February 17, 2014
Here at Fast Horse, we’re no strangers to creative marketing techniques. Every day, we aim to create content that makes people take a second look. We want them to say, “Wow, what was that?!”
So I took notice when Chipotle turned to Hulu for its latest unorthodox marketing initiative — a four-episode online series. The first installment of “Farmed and Dangerous” does not come across like a 22-minute commercial, which is ultimately what it is. There are no Chipotle signs or un-subtle product placements of burrito foil. (I mean, it would just be aluminum foil, but we’re smart consumers here.)
Instead, the show conveys Chipotle’s business practices and who they aim to be as a brand.

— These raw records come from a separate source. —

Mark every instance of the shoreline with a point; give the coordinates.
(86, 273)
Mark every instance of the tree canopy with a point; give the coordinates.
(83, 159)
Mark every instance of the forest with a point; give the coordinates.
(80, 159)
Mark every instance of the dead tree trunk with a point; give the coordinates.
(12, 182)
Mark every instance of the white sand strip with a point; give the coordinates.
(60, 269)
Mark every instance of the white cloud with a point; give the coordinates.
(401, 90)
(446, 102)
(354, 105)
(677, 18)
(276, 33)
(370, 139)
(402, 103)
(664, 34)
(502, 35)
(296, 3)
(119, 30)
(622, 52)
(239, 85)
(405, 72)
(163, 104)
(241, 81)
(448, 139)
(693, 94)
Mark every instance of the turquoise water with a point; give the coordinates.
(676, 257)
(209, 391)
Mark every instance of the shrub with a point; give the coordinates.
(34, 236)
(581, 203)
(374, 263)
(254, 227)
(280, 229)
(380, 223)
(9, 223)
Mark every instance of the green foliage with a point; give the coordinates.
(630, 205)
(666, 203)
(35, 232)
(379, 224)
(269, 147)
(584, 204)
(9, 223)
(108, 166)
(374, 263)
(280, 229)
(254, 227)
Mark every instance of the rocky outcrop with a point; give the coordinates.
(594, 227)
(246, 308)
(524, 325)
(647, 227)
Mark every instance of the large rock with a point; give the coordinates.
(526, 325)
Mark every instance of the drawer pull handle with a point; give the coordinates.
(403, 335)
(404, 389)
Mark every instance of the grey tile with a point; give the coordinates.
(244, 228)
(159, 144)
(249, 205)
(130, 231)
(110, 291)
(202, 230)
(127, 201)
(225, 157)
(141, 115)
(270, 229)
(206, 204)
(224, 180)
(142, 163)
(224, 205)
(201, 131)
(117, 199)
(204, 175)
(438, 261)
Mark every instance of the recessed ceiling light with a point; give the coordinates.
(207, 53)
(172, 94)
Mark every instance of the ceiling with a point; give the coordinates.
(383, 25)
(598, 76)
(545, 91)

To my fellow Chipotle lovers, we are well aware of their stance on using antibiotic-free meats. As stated on their website, the show is “A Chipotle original comedy series that explores the outrageously twisted and utterly unsustainable world of industrial agriculture.”
The first episode, aptly named “Oiling the Food Chain” hit Hulu last week. And with anything worth talking about, has mixed reviews. It’s been called “entertaining,” “comedic,” “misleading” and “propaganda.”
To me, it felt like I was watching a CBS drama (It’s no HBO or “House of Cards,” but it can do the trick on a slow weeknight). The episode opens with two old businessmen in well-tailored suits — one donning a cowboy hat — who waste no time with a conversation on synthetic growth hormones and big oil money no more than 30 seconds in. I’m hooked!
We’re introduced to the Petro-Pellet. The future of our cattle feed! Side effect is that it tends to explode, but that doesn’t worry our friend in the cowboy hat and American flag pin since it’s market ready. So obviously, it’s good to go.
Now I don’t want to ruin it for you, but there’s a killer explosion that leads to the opening credits and our main heroine going to town on some grade A fast food beef.
Half way in is where information about antibiotics in meats, industrial farming and government subsidies gets sprinkled in. Since I was watching with a critical eye, it felt slightly corny and forced. But I wouldn’t be watching it in the first place had it been a regular old commercial. In response to a claim that people die from contaminated meat every year, our oil-dirty villain Ray Weiss smartly responds with the fact that “those people died from eating–not starving. That’s progress.” Evil, witty dialogue at it’s finest!
In short, my review of the first episode is simply that it was comical, smart, and informational. To Andy’s point in his recent Peepshow, the content is undeniably creative. Even if you don’t like what the content is about, or even how it’s portrayed, the episode delivery deserves major props as well.
It’s an advertisement, delivered as a mini-series, conveying a brand’s messaging, hosted on an online TV and movie streaming service for free. Also notable, there’s no annoying branding in your face, because the brand knows its customer and is respecting the fact that they get it.
Are we still talking about a commercial here?